Keep in mind that when you go to personalise these, you may need to change the form of the verb or objects. If you change a word from singular to plural, the whole sentence must match. And if you change the person performing the action of the verb, the conjugation has to change.
- Hola, ¿cómo te llamas? – “Hello, what’s your name?”
- Soy Benny. – “I’m Benny.”
- ¿Que tal? – “How’re you?”
- Muy bien, gracias. ¿Y tu? – “I’m great, thanks. And you?”
- ¿Cuántos años tienes? – “How old are you?”
- Tengo treinta años. – “I am 30 years old.”
- ¿A qué te dedicas? – “What do you do for a living?”
- Soy escritor y orador. – “I am a writer and speaker.”
Getting to Know Someone
- ¿Donde trabajas? – “Where do you work?”
- Trabajo en un restaurante. – “I work at a restaurant.”
- ¿Cuáles son tus aficiones? – “What are your hobbies?”
- Me gusta leer libros y ver películas. – “I like to read books and watch movies.”
- ¿De donde eres? – “Where are you from?”
- Soy de Irlanda. – “I’m from Ireland.”
- ¿Cuál es tu película favorita? – “What’s your favourite movie?”
- Me encanta Star Wars. – “I love Star Wars.”
- ¿Desde cuándo aprendes español? – “How long have you been learning Spanish?”
- Aprendo español desde hace tres meses. – “I’ve been learning Spanish for 3 months.”
- ¿Cuál es tu color favorito? – “What is your favourite colour?”
- Me gusta el verde. – “I like green.”
- ¿Hablas otros idiomas? – “Do you speak other languages?”
- Sí, hablo inglés y francés. – “Yes, I speak English and French.”
- ¿Tienes hermanos? – “Do you have any siblings?
- Sí, una hermana. – “Yes, one sister.”
- ¿Tienes hijos? – “Do you have any kids?”
- No, no tengo hijos. – “No, I don’t have kids.”
- ¿Cuántos en tu familia? – “How many in your family?”
- Tres. Yo, mi mujer y mi perrito. – “Me, my wife, and my puppy.”
- ¿Tienes alguna mascota? – “Do you have a pet?”
- Sí, tengo un perro. – “Yes, I have a dog.”
- ¿Cuál es el nombre de tu hermano/hermana? – “What is your brother’s/sister’s name?”
- *El nombre de mi hermano/hermana es…” – “My brother’s/sister’s name is…”
- ¿Qué hacen tus padres? – “What do your parents do?”
- Mi padre es ingeniero y mi madre es enfermera. – “My dad is an engineer and my mom is a nurse.”
- ¿Dónde creciste? – “Where did you grow up?”
- Yo crecí en… – “I grew up in…”
Everyday Helpful Questions
- ¿Que hora es? – “What time is it?”
- Es la una. – “It’s 1 o’clock.”
- ¿Qué día es? – “What day is it?”
- Es viernes. – “It’s Friday.”
- ¿A dónde vas? – “Where are you going?”
- Me voy a trabajar. – “I’m going to work.”
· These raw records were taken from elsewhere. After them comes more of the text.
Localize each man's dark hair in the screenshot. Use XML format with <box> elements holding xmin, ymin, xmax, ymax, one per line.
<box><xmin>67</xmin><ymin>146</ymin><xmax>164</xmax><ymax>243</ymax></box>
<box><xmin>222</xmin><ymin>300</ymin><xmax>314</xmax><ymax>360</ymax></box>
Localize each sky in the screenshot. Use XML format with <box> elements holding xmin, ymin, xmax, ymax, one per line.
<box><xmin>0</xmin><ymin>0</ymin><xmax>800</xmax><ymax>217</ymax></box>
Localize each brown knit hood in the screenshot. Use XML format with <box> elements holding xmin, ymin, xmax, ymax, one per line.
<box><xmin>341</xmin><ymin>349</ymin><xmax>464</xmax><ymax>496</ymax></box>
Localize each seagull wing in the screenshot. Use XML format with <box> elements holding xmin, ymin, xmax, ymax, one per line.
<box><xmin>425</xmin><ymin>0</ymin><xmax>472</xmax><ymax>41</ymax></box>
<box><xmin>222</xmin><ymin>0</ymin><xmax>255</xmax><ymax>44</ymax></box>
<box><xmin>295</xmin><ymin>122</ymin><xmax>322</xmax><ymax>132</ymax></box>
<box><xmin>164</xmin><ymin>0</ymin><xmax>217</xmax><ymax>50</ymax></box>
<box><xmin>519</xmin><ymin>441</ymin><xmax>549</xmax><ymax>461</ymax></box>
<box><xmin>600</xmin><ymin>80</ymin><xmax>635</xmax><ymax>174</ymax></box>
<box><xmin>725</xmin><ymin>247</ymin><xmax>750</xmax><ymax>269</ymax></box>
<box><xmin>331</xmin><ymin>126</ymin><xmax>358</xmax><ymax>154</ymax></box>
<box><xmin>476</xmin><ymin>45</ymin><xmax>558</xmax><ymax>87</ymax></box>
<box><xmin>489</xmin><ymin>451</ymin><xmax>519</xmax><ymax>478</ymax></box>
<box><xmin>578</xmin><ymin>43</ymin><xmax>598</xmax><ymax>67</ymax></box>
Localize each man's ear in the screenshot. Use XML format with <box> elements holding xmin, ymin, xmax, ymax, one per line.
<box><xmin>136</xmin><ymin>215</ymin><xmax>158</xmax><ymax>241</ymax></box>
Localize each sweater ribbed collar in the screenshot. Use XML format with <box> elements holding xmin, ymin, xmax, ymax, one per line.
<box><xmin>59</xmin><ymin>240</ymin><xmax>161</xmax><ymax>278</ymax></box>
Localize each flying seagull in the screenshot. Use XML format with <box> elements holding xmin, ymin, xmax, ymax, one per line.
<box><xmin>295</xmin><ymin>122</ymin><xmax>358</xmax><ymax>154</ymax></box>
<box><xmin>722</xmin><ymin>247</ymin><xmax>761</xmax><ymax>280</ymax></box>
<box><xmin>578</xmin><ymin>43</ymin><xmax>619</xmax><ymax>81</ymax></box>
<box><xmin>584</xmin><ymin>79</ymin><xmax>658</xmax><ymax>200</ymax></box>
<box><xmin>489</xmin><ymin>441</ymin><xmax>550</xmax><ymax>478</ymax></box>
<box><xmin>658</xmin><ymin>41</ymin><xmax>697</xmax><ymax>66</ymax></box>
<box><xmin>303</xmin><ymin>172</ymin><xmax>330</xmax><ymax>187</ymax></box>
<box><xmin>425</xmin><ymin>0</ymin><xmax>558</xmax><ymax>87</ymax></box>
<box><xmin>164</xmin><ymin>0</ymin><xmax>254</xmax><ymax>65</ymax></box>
- ¿Qué haces? – “What are you doing?”
- Estoy estudiando español. – “I’m studying Spanish.”
- ¿Estás de acuerdo? – “Do you agree?”
- *Pues… yo no sé.” – “Well… I don’t know.”
- ¿Qué piensas? – “What do you think?”
- Creo que esta bien. – “I think it’s good.”
- ¿Qué has dicho? – “What did you say?”
- Dije… – “I said…”
- ¿Dónde está el baño? – “Where’s the bathroom?”
- Por ahí. – “Over there.”
Start Asking Questions
There’s plenty here to get you started asking questions and speaking naturally. Once you learn the basic Spanish phrases and answers, you can change out words to fit your own personal vocabulary. The more you learn and practise, the easier it gets! And you’ll notice some questions pop up quite often, while others you may use less. Focus on what you need the most in the beginning, so you can start having your first comfortable conversations.
What questions do you use in everyday life that I missed here? Let me hear them in the comments.